Powershift: Knowledge, Wealth, and Violence at the Edge of the 21st Century
- Author: Alvin Toffler
- Language: English
- Subjects: Futurology, power politics
- Publisher: Bantam Books
- Publication date: 1990
- Publication place: United States
- Media type: Print (Hardcover)
- Pages: 585
- ISBN: 0-553-05776-6
- Preceded by: The Third Wave

= Powershift (book) =

Book by Alvin Toffler

Powershift: Knowledge, Wealth and Violence at the Edge of the 21st Century is the third book in a trilogy written by the futurist Alvin Toffler, following Future Shock (1970) and The Third Wave (1980). The hardcover first edition was published October 1, 1990.

==The Trinity of Power==
The combination of knowledge, wealth and force is described by Toffler as providing individuals or other entities power. Knowledge is the most powerful form of power, considering we are now living in a Knowledge-based civilization. Wealth is another form of power, and is flexible in nature, since it can be used as punishment (like a stick) or reward (as a carrot). Finally force, in lay terms violence, is noted as another element of power. It isn't as flexible as the other elements of power, since you can't exactly "take back" shooting someone or punching them in the face. However, the psychological capability that you have force available, like a cowboy or police man with a gun in his holster is often all it takes to ensure compliance.

==Transformation of Elements of Power==
Toffler emphasizes that any of the elements of power can be transformed from one to another such that the individual has the Trinity no matter where they started from. For example, force, like a gun/knife (or silent threat of a gun/knife) can be used to obtain Knowledge (information) or Wealth (money). Wealth can be used to obtain Force, like hiring a hit man or buying poison. Wealth can be used to obtain knowledge, like bribing or buying a book. But ultimately, knowledge is emphasized as the most effective (efficient) way to start off. Through knowledge, like the knowledge in this article or other sources on the internet, methods can be found to obtain Force (ex. connections to the "under world") and Wealth (ex. stock tips).
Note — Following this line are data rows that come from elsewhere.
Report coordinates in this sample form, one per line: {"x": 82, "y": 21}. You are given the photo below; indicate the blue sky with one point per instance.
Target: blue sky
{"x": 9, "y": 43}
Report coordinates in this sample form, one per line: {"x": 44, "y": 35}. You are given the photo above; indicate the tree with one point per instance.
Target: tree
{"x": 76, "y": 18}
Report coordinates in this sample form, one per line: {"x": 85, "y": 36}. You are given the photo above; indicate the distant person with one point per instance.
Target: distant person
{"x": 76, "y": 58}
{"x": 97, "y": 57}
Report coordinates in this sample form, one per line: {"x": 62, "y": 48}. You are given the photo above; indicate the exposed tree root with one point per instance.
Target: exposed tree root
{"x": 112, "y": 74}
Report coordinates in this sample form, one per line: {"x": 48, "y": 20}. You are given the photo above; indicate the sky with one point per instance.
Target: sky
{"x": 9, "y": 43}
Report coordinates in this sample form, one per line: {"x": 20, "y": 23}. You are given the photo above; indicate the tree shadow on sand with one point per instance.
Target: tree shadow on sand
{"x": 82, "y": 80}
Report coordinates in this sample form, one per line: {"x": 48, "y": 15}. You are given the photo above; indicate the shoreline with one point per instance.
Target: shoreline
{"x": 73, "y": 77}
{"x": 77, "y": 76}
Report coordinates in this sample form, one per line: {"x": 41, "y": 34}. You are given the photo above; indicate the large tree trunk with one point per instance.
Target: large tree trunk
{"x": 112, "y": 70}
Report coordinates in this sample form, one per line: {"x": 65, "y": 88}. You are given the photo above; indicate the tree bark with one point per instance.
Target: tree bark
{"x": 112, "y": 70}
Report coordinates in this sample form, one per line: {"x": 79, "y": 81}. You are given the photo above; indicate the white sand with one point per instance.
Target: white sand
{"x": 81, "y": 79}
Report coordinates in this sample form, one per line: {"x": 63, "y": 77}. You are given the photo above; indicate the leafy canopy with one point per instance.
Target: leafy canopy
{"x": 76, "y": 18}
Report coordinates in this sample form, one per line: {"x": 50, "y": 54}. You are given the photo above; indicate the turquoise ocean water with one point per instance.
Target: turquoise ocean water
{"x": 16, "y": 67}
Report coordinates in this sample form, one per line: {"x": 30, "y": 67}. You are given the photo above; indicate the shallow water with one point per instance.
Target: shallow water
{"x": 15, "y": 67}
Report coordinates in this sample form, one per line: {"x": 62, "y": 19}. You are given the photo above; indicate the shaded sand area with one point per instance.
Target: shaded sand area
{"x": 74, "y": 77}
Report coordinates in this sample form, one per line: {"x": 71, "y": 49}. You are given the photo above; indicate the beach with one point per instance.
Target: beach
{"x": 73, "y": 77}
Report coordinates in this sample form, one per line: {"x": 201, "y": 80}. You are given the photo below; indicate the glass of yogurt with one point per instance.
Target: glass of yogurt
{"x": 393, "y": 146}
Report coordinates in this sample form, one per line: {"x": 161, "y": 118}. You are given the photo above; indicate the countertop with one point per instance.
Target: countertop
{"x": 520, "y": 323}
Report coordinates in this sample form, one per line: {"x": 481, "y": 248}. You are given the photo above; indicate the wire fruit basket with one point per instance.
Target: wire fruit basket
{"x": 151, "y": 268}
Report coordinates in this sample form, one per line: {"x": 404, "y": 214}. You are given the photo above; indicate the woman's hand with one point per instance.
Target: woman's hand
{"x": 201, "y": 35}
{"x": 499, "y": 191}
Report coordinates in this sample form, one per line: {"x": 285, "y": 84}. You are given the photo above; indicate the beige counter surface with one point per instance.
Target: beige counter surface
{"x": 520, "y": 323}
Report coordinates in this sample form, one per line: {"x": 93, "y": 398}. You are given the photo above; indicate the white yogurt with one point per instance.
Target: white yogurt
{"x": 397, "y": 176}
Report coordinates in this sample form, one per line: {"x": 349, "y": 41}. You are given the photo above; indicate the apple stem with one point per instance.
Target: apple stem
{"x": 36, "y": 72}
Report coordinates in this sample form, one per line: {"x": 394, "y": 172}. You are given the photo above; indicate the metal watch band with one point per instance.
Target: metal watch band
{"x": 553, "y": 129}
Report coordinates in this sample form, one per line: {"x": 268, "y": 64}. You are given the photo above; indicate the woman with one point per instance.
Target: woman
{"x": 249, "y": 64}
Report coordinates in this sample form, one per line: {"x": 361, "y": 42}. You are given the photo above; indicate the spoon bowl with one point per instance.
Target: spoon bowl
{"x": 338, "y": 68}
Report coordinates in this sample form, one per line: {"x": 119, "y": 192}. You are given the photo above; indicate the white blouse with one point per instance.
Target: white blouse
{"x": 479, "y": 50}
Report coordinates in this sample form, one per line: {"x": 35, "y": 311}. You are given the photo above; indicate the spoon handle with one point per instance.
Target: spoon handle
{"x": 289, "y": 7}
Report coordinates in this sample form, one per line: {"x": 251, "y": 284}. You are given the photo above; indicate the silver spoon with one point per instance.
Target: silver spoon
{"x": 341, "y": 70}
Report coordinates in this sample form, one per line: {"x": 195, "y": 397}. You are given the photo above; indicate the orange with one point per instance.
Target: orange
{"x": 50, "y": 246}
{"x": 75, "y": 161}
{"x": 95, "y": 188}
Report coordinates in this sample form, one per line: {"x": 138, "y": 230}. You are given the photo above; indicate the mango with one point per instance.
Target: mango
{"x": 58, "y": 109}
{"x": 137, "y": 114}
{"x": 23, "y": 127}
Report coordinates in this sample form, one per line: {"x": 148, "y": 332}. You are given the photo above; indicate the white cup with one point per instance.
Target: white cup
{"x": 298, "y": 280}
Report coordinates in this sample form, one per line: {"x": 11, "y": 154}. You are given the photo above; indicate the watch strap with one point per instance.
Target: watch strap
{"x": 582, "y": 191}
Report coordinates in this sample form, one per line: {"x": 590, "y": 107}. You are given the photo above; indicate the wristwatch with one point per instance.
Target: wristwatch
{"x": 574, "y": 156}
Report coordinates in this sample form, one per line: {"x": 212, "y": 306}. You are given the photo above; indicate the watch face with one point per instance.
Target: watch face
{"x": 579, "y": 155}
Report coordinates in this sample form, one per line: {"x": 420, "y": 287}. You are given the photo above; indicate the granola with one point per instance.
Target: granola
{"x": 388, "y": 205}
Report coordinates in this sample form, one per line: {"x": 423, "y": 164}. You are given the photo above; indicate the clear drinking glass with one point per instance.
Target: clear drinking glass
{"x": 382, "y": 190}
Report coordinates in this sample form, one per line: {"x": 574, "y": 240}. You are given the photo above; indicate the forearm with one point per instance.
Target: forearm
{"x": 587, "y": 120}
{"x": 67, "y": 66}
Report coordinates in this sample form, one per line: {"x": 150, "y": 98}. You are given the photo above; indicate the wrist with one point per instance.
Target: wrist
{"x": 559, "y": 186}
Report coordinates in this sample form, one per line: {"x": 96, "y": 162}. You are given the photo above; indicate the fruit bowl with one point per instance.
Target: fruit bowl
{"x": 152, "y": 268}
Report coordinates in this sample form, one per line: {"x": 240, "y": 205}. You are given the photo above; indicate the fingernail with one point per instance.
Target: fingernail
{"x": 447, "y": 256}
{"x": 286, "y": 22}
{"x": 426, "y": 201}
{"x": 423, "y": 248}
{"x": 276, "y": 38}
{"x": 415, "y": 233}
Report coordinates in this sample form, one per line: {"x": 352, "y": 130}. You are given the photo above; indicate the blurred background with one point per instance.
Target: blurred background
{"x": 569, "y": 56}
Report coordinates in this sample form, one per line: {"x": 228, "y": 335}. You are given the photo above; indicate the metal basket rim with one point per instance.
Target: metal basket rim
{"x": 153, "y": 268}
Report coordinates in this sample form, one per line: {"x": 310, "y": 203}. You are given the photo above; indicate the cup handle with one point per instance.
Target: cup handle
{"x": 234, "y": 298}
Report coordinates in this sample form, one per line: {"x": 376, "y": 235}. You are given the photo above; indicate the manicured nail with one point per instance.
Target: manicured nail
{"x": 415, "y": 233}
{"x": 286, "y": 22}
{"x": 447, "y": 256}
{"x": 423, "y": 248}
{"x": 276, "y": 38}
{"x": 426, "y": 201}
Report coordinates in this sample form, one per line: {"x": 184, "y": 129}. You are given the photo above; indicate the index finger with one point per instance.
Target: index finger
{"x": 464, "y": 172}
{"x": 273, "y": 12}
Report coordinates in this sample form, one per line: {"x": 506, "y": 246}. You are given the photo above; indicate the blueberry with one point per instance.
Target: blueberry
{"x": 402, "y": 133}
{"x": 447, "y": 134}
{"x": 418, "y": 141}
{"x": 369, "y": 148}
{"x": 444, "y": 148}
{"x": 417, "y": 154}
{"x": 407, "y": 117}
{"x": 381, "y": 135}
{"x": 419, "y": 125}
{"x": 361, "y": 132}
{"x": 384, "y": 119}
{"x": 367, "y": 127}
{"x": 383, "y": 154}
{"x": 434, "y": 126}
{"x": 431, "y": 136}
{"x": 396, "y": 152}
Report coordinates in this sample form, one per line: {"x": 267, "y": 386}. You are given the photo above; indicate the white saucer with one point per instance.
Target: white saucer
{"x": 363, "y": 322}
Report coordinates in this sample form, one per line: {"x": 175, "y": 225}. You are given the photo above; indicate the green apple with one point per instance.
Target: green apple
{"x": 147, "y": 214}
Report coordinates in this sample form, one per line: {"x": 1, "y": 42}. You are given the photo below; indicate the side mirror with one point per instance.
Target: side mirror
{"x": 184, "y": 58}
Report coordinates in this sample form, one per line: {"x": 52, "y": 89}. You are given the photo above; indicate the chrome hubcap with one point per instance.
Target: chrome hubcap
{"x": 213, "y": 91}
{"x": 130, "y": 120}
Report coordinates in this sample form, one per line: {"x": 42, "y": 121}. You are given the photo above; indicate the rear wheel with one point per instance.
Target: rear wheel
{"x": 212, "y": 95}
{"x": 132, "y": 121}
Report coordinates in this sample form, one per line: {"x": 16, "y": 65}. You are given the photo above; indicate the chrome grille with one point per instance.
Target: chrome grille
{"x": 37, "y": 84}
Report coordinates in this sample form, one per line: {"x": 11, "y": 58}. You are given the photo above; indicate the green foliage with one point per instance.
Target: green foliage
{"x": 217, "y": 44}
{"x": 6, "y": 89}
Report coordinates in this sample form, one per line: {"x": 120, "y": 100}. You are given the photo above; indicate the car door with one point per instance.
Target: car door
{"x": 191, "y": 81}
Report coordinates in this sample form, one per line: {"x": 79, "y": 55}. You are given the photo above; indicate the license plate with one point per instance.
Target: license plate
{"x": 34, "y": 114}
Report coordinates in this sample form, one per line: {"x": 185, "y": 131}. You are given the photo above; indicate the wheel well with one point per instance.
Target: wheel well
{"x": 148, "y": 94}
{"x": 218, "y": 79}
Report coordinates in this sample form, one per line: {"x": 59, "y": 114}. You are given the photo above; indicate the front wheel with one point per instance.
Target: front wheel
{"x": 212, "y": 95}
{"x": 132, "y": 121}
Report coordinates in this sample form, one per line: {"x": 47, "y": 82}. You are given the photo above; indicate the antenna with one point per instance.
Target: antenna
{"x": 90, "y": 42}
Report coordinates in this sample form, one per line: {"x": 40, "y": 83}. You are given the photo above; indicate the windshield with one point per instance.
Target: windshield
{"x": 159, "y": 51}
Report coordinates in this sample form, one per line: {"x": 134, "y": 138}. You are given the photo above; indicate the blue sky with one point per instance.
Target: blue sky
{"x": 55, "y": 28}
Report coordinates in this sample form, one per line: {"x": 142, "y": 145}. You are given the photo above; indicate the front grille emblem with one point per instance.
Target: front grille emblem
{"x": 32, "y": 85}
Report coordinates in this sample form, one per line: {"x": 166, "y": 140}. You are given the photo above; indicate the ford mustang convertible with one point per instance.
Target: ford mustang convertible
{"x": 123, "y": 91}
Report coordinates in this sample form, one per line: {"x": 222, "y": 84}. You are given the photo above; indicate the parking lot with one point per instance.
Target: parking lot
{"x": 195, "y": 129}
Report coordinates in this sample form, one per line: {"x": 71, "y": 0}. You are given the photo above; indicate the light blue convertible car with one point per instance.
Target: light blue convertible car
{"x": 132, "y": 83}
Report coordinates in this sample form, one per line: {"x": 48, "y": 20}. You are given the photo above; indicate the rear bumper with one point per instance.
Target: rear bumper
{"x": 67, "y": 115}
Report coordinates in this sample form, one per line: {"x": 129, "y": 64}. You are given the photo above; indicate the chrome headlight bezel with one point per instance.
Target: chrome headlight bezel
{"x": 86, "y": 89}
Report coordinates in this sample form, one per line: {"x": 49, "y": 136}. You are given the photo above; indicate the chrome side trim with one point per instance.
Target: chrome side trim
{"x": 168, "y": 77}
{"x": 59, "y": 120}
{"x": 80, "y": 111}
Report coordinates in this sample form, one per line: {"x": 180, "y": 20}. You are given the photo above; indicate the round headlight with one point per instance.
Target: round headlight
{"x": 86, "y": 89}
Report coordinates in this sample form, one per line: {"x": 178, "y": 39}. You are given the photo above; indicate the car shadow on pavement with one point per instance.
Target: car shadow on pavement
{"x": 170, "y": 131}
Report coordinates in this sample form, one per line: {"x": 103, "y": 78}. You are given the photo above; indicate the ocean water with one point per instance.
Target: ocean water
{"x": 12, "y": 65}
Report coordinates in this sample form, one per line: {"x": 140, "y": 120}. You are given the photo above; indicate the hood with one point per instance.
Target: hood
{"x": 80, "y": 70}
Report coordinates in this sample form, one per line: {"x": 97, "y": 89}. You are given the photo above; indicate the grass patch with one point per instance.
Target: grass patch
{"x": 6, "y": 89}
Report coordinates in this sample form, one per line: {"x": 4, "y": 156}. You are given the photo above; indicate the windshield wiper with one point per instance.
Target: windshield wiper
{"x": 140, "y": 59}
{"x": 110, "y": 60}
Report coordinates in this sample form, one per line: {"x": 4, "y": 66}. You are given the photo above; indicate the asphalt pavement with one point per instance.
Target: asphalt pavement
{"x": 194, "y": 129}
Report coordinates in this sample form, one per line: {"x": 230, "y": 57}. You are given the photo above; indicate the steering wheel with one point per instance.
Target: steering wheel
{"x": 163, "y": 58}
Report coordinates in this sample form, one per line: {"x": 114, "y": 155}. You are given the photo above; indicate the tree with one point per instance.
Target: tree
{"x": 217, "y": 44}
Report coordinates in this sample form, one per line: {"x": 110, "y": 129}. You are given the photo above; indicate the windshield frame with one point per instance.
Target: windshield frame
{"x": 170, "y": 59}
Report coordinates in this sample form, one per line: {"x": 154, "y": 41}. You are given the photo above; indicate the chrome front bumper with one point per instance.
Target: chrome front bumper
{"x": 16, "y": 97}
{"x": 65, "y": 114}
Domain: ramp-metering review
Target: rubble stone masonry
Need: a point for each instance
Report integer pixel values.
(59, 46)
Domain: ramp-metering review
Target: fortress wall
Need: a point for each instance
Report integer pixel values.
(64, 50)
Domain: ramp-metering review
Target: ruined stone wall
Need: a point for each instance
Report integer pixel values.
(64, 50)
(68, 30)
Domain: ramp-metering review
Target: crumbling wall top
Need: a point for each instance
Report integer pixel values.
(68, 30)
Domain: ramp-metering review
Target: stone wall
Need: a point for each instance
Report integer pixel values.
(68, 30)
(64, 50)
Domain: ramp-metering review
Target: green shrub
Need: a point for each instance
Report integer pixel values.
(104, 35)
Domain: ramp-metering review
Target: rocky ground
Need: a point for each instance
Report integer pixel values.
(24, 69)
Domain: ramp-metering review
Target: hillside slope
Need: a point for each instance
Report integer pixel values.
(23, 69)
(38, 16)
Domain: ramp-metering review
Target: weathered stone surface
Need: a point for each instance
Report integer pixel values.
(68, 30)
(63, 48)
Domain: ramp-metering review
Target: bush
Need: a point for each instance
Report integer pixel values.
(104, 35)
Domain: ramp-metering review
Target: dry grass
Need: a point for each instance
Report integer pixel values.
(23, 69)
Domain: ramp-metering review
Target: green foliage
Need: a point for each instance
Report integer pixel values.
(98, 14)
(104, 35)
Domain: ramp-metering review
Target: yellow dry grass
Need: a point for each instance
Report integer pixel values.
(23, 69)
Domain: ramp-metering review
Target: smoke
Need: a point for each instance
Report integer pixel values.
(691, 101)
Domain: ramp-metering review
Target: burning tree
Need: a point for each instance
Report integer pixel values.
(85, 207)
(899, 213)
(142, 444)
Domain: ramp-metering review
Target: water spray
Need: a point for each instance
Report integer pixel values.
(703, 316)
A Wealth of Knowledge is now available on the internet and at the disposal of the user through the finger tips. In particular, information related to cybernetics, the modern word for things like casting voodoo spells is freely found on YouTube and other sources. Cybernetics also relates to other fields like numerology and symbology which are powerful tools for obtaining Force and Wealth. Considering Toffler refers to our civilization and economy based upon symbology, or a "symbolic economy", then this is indeed powerful for any individual.

==The Power of Knowledge==
Toffler emphasizes that of the trinity of power, the use of wealth and force is available to the elite, however, knowledge is something available to even the non-elite. What's interesting about Knowledge is that it can be generated infinitely as we all try to reach an understanding of "The Truth" if there is one. In Toffler's words, "Knowledge is the most democratic source of Power".